In the article's third paragraph, an MPR statement is quoted:
" 'There is no valid legal basis for challenging Minnesota Public Radio's purchase of the station,' MPR said in a statement this week."
Stating a belief doesn't make it a fact. MPR's statement conveniently ignores Minnesota state charitable trust law and the recent court order that clearly determines that there is a legal basis for challenging the sale. MPR's statement is particularly unfortunate and troubling when one considers that APMG/MPR has a responsibility concerning its own non-profit status/charitable trust to its own donors.
Behrens goes on to write:
"The Minnesota case would have gotten more attention if MPR had been shutting down the only classical station in the Twin Cities area, but it wasn't. WCAL's listeners were fighting the takeover because they preferred the programming at St. Olaf's over MPR's classical music service."
While we, too, believe that the WCAL issue might have attracted more attention if WCAL had been the only station with "classical" programming in the immediate region, our campaign has never simply been about a programming preference. We have always realized that the story of WCAL is a story of the mishandling of a charitable trust. Furthermore, the WCAL story is a cautionary tale in a number of ways.
The only areas where the station's programming played a significant role was in SaveWCAL's efforts before the Federal Communications Commission (FCC) and the Corporation for Public Broadcasting (CPB), where raising concerns about programming was was an appropriate part of the strategy. Raising charitable trust issues before the FCC and CPB would have been inappropriate because they would not have been considered relevant.
When it came to the legal aspects of the case, it has long been SaveWCAL's contention — and now the Court's affirmation and ruling — that it clearly falls under Minnesota charitable trust law. Charitable trust law is a state matter — which is why SaveWCAL implored the Minnesota Attorney General to commence an investigation of the matter in 2004.
Behrens went on:
"Most attorneys familiar with non-profit law contacted by Current say voiding the sale of WCAL four years later would be a long shot."
Well, "most attorneys" contacted about any aspect of the WCAL case over the last four years have said that, whatever the issue was, it was a "long shot."
We smile and steadfastly continue our qwest. SaveWCAL, our cause and our strategy has clearly been underestimated. That's OK with us.

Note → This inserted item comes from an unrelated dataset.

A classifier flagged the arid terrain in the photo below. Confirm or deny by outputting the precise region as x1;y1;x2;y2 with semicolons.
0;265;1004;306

While it is true that a number of colleges and universities have chosen to divest themselves of their campus radio stations over the past decade and more, there are a few things about the WCAL sale that make it unique.
- WCAL was "in the black" and, as of May 2004, received no direct financial contributions from St. Olaf College.
- WCAL was not a station with declining membership or fundraising.
- The donors to the station had tried to open dialogue with the college to purchase the station, keeping the trust intact and allowing St. Olaf to have the funds it apparently needed for its budgetary issues, first announced in Fall 2003.
On more than one occasion, SaveWCAL has noted the interesting timing between the announcement of St. Olaf's budget issues on October 15, 2003 and the reported "unsolicited initial" offer from MPR in November 2003.
Strangely, the college steadfastly refused to engage in any direct or indirect discussions with the donors. Senior administrators and the Board of Regents were determined to sell to MPR — in spite of receiving a larger offer from another entity and an equal offer from SaveWCAL. Why?
SaveWCAL has noted, time and again, the links between the St. Olaf Board of Regents, the MPR Board of Trustees and the Board of Piper Jaffray, the company that would have underwritten the bonds. Several Piper Jaffray board members were serving on at least two of the above boards at the time — and stood to gain financially (either corporately or, perhaps, personally) from the WCAL sale.
- If St. Olaf had obeyed Minnesota state law, the donors would have had the opportunity to appear before the court and ask the court to officially consider their offer.
- St. Olaf did not obey state law, as the recent court Order has confirmed. Perhaps St. Olaf and MPR were determined to make sure that the deal went "their" way instead of honoring the donors?